Muchos años después, encontré en diversos repositorios documentales el testimonio de esto, escrito en diferentes oficios, en los cuales se pedía la intervención del ejército para parar más de treinta años de conflicto territorial que se había transformado en un campo de batalla en los linderos. Mi asombro era tal que no podía sino recordar las palabras del abuelo: “nuestros pueblos estuvieron en guerra”, guerra que en algún momento se pensó solucionar con la obtención de un documento llamado “Resolución presidencial”. Fue entonces que comenzó una etapa distinta en la lucha por la tierra. Se reunieron los documentos necesarios, salieron de un viejo envoltorio de piel los documentos antiguos, ésos que daban cuenta de la lucha en los Juzgados de Primera instancia, ante la Corona de Castilla y que habían pasado de mano en mano para ser resguardados celosamente en el viejo mueble de madera; un mueble en donde estaban también los inventarios de los objetos que se consideraban bienes de la comunidad, inventarios escritos en viejos libros en donde relucían las firmas de los encargados de resguardar esos bienes.

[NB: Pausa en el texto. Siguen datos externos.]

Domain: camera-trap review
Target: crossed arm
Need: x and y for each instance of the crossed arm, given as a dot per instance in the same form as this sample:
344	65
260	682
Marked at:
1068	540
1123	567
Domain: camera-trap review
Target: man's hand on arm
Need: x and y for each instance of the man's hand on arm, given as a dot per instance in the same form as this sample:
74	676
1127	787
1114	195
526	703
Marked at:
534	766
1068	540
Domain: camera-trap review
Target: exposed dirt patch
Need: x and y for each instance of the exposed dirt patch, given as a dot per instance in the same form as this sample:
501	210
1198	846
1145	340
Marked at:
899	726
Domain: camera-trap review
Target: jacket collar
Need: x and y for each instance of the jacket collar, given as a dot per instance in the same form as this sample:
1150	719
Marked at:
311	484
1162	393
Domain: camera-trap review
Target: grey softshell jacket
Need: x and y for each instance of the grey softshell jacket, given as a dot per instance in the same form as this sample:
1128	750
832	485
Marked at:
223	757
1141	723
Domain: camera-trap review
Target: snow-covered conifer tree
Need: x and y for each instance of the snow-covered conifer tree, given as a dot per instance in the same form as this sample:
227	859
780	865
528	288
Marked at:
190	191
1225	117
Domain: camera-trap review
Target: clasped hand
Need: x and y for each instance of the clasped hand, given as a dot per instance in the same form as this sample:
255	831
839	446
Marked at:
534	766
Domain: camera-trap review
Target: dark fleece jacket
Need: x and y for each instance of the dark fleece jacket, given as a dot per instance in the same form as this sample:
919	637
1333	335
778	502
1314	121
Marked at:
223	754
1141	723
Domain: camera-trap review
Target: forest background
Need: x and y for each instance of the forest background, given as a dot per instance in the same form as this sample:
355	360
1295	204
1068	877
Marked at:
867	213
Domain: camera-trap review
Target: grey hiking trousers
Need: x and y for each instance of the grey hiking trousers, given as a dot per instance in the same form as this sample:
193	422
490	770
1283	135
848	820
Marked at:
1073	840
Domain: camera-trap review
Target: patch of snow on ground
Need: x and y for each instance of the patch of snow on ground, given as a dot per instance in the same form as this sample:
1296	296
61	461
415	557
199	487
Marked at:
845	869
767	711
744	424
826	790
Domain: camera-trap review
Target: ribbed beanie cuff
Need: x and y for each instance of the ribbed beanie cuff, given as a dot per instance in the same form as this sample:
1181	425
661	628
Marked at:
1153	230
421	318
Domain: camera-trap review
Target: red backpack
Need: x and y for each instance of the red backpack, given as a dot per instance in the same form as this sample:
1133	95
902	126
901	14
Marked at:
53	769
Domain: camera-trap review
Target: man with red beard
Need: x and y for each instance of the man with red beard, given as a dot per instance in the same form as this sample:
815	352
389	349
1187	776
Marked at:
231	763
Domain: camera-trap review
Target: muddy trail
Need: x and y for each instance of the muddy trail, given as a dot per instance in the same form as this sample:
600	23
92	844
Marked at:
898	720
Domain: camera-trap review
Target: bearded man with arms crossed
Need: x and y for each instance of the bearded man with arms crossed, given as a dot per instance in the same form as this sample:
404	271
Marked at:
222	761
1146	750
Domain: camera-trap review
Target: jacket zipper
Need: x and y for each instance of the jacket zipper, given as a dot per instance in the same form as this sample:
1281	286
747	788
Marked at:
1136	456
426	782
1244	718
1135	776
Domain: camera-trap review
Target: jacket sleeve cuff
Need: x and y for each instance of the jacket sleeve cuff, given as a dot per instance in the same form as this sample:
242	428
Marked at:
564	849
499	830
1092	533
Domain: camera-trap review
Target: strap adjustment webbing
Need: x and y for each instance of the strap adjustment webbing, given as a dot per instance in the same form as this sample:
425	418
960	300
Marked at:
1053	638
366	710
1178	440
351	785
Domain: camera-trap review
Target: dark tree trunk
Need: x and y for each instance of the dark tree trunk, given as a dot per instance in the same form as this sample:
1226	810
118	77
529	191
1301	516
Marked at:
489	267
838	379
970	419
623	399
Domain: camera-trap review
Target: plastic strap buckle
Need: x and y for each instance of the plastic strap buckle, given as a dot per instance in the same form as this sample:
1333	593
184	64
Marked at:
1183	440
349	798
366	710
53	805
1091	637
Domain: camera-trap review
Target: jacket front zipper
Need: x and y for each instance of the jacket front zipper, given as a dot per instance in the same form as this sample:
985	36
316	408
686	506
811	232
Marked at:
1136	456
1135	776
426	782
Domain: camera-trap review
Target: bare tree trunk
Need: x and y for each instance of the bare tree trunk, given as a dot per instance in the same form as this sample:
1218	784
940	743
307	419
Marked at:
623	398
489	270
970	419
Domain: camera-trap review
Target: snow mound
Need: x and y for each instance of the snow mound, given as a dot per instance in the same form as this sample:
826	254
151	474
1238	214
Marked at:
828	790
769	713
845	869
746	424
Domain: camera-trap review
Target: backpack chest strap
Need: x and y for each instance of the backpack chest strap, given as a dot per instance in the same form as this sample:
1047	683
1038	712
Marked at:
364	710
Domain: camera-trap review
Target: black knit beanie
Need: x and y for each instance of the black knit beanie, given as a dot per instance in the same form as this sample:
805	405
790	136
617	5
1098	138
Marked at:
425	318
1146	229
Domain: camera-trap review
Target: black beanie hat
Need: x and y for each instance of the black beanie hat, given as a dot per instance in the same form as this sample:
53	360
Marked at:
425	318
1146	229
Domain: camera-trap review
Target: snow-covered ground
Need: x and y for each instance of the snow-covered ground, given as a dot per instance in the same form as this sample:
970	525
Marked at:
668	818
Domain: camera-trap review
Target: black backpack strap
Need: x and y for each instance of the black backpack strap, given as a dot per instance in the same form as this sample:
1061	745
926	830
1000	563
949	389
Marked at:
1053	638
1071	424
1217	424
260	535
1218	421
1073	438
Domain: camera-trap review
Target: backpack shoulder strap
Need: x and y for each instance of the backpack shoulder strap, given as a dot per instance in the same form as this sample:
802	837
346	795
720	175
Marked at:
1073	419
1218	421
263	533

Se recorrió nuevamente el territorio, esta vez en busca de llegar a acuerdos con los pueblos vecinos, tratando de establecer los límites concretos, de poner con la “Resolución presidencial” una suerte de frontera que resultaba más imaginaria que real entre pueblo y pueblo. Ésta no era la primera vez que se intentaba establecer límites entre unos y otros; en Oaxaca, las Leyes de Reforma, el reglamento de 1862 y las etapas de municipalización habían orillado a los pueblos a establecer sus límites. Los resultados de todo eso, en múltiples casos, fueron más que catastróficos. Pretender la delimitación de pueblos que un día estuvieron unidos antes de la llegada de los conquistadores, los obligó a confrontarse entre ellos en aras de cumplir con lo decretado por el Estado nación. Todo esto abrió una honda herida entre pueblos vecinos que un día compartieron montes de uso común o aguas comunes en los ríos. Ahora tenían que marcar una línea que los separaba.

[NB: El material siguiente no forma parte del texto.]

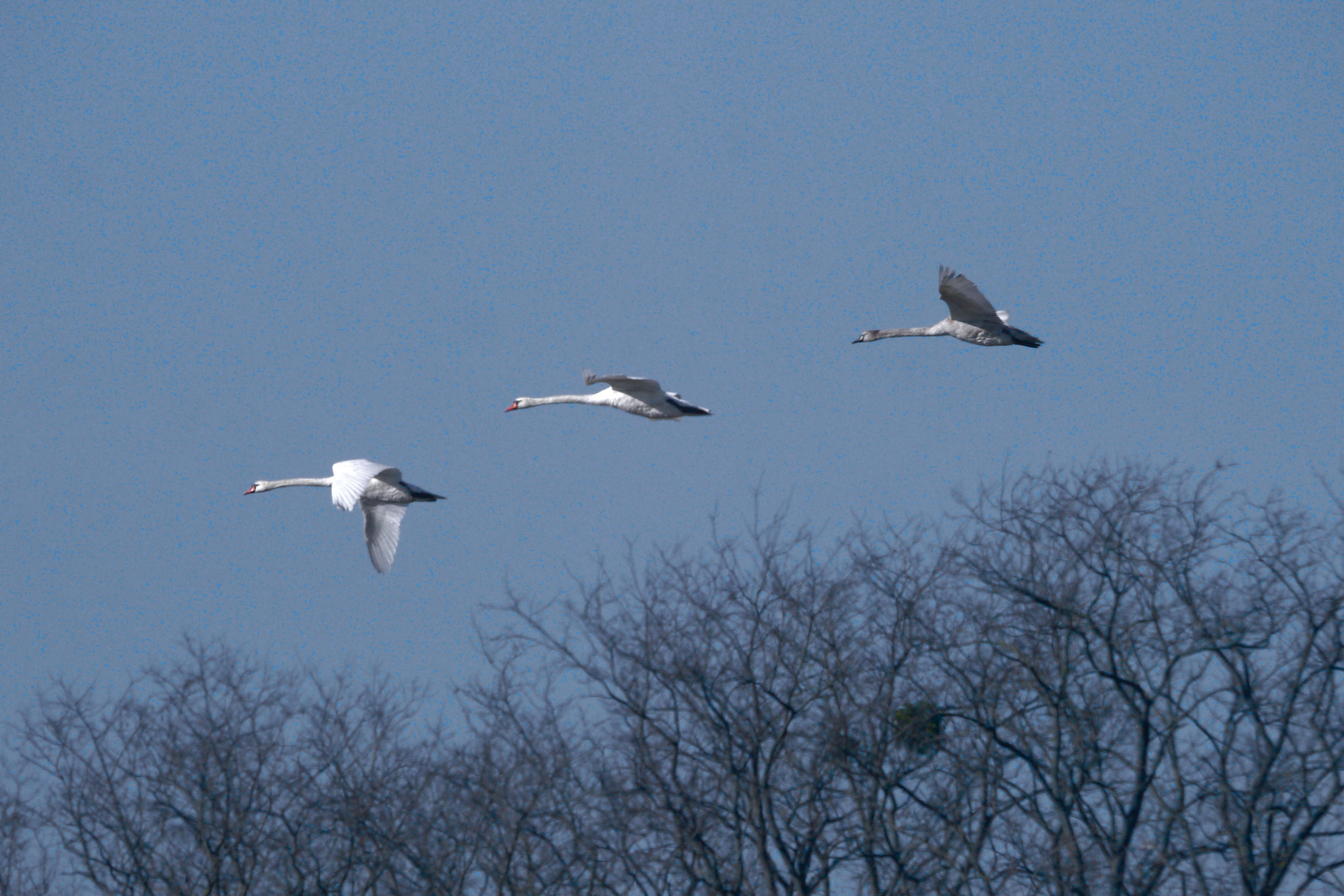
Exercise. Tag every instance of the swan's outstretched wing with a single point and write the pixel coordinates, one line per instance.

Deslindar, amojonar las tierras parecía la solución a los múltiples problemas ocasionados por conflictos territoriales, sin embargo, en algunos casos, ello confrontó aún más a los pueblos. Haciendo memoria, he leído en algunos documentos, en diversos archivos, lo que han padecido aquellos pueblos que desde el inicio de la Colonia fueron expropiados de sus propias tierras, les quitaron sus aguas y ríos, ahora debían pagar una renta por sus propios bosques y por tomar el agua que se encontraba dentro de su territorio. Para protegerse, otros pueblos decidieron unirse.

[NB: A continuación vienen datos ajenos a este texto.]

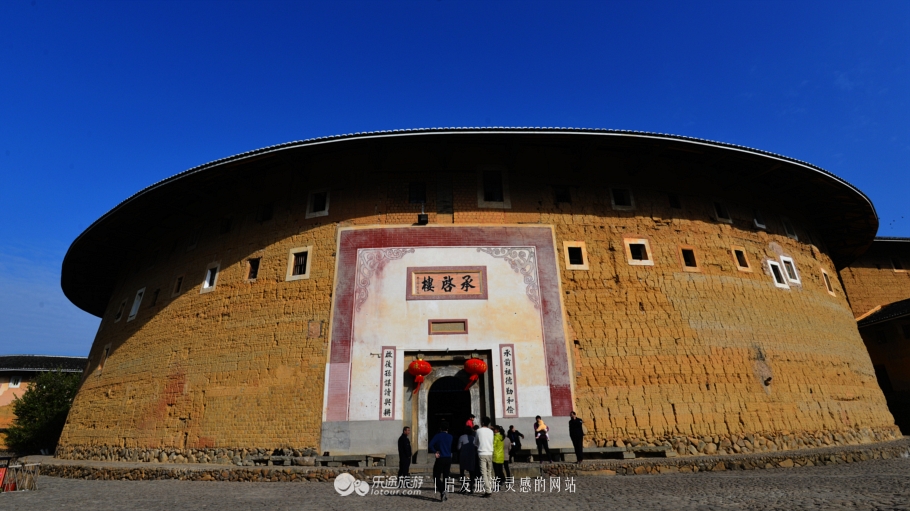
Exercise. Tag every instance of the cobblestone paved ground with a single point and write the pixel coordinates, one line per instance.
(880, 484)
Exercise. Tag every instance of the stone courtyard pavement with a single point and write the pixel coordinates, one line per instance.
(878, 484)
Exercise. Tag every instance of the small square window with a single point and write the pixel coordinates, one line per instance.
(299, 262)
(136, 302)
(881, 336)
(778, 275)
(211, 278)
(827, 280)
(688, 259)
(265, 212)
(317, 204)
(120, 311)
(253, 268)
(721, 213)
(790, 269)
(789, 229)
(621, 198)
(178, 285)
(758, 219)
(638, 252)
(417, 193)
(575, 255)
(740, 259)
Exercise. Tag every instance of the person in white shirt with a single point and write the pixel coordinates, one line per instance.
(484, 443)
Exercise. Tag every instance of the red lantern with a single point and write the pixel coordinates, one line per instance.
(418, 369)
(475, 367)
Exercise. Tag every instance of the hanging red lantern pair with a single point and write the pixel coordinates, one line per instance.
(475, 367)
(418, 369)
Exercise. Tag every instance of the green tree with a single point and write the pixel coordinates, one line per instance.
(41, 412)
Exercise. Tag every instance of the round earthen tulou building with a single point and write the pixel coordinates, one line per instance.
(672, 291)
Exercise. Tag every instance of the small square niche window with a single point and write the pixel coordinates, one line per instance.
(576, 256)
(317, 203)
(758, 219)
(120, 311)
(252, 265)
(827, 280)
(493, 189)
(790, 269)
(621, 199)
(778, 275)
(789, 229)
(740, 259)
(721, 213)
(211, 278)
(417, 193)
(299, 261)
(638, 252)
(688, 259)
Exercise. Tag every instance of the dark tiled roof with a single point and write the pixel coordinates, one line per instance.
(41, 363)
(887, 312)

Por todo esto, cada vez que voy a los archivos, aquí y allá, no puedo evitar recordar las palabras del abuelo, sus relatos sobre las tierras de nuestro pueblo, porque así empezó mi andar por tratar de reconstruir territorios, unas veces imaginados y tantas veces añorados por crecer lejos de nuestra tierra, de nuestra palabra y de nuestra lengua. Por eso, cuando hablo de tierra, cuando hurgo en esos lugares de la memoria, me acuerdo de ti.